ClickHouse count Function

The count function in ClickHouse is an aggregation function used to count the number of rows or non-null values in a result set. It's commonly used in data analysis to determine the size of datasets or to count occurrences of specific conditions.

Syntax

count([DISTINCT] expr)

Official Documentation

Example Usage

-- Count total number of rows
SELECT count(*) FROM users;

-- Count non-null values in a specific column
SELECT count(email) FROM users;

-- Count distinct values
SELECT count(DISTINCT country) FROM users;

-- Count with condition
SELECT count(*) FROM orders WHERE status = 'completed';

Common Issues

Performance impact when using count(DISTINCT) on high-cardinality columns.
Misunderstanding between count(*) and count(column_name) when dealing with NULL values.

Best Practices

Use count(*) for counting rows, including NULL values.
For better performance on large datasets, consider using approximate count distinct functions like uniqHLL12 for high-cardinality columns.
When possible, push down filters to reduce the amount of data processed before counting.

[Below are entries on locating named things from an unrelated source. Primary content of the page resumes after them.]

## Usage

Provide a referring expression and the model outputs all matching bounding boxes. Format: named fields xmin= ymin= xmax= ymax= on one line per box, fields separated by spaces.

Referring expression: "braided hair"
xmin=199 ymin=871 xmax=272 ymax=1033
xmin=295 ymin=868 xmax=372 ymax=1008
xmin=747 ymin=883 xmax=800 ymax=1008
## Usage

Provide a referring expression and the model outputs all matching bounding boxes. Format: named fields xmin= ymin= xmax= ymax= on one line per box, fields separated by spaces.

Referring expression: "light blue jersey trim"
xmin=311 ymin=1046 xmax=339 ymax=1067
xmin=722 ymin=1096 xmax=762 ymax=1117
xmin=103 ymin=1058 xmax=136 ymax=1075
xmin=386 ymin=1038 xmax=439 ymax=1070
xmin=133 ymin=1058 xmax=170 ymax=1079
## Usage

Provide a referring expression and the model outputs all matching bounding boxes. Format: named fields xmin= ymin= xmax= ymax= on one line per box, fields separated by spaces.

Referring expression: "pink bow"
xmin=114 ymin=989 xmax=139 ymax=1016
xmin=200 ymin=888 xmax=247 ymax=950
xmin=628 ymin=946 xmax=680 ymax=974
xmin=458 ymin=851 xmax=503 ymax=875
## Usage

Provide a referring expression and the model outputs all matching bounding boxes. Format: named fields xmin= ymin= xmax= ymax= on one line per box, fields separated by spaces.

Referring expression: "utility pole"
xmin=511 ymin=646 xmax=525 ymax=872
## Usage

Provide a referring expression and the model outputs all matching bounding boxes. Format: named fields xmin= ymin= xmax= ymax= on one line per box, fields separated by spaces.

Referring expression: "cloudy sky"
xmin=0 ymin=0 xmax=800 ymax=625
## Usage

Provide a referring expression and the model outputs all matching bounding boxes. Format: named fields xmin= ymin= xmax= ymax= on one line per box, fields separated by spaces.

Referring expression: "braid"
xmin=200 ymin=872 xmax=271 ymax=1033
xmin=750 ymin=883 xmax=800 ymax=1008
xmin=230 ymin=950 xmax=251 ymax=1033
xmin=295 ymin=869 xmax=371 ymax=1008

Frequently Asked Questions

Q: What's the difference between count(*) and count(1)?
A: In ClickHouse, there is no practical difference between count(*) and count(1). Both count the number of rows, including those with NULL values in any column.

Q: How does count() handle NULL values?
A: count(column_name) excludes NULL values, while count(*) includes all rows regardless of NULL values in any column.

Q: Can count() be used with window functions in ClickHouse?
A: Yes, count() can be used as a window function in ClickHouse. For example: count(*) OVER (PARTITION BY department).

Q: Is there a way to optimize count() for large tables?
A: For large tables, you can improve performance by using approximate counting methods like approx_count_distinct() or by leveraging ClickHouse's sampling feature.

Q: How can I combine count() with other aggregations efficiently?
A: You can combine count() with other aggregations in a single query to minimize data scans. For example: SELECT count(*), avg(salary), max(age) FROM employees.